If you are unfamiliar with some of the vocabulary in this section, see Elliptic Curve Digital Signature Algorithms. When I mention "recovered", consider it equal to "leaked" or "stolen."

The security of a signature scheme requires that all commitment secrets be unique (at least as far as distinct messages go). One way to do this is to record information that changes over time, called state. It could be a counter or a collection of all previously issued commitments. Unfortunately, state in this scenario requires consistency for any application that holds the private key. Also, maintaining a set of all commitments that can be efficiently searched is difficult at scale. An alternative is to partition counters such that each signer has a reserved counter space, so other signers will not accidentally duplicate commitment secrets that will collide.

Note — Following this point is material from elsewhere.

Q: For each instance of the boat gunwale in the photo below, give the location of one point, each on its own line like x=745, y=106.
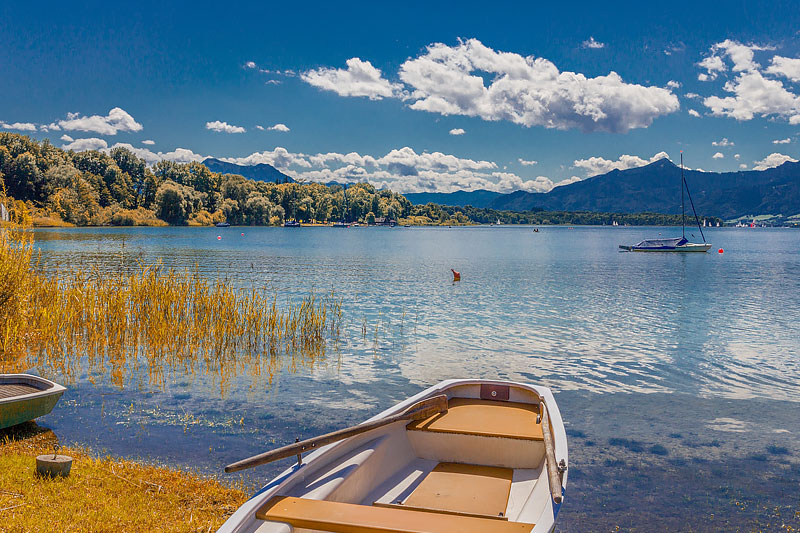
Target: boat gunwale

If this is starting to sound over engineered, that is because it is.

Instead, we have a cryptographic tool which is collision-resistant. Cryptographic hashes or message digests exist to fill the role of what is called a "random oracle." In computer science theory, an oracle is something that gives an answer, and a random oracle gives a random answer which has never been seen before. Replying with a pre-existing signature does not reveal more information about the secret key. By definition something that has never been seen before cannot collide with previous answers.

We deem a hash function as broken when a collision is found. MD5 is easily broken, and SHA-1 (see shattered) can be broken with sufficient money and server time.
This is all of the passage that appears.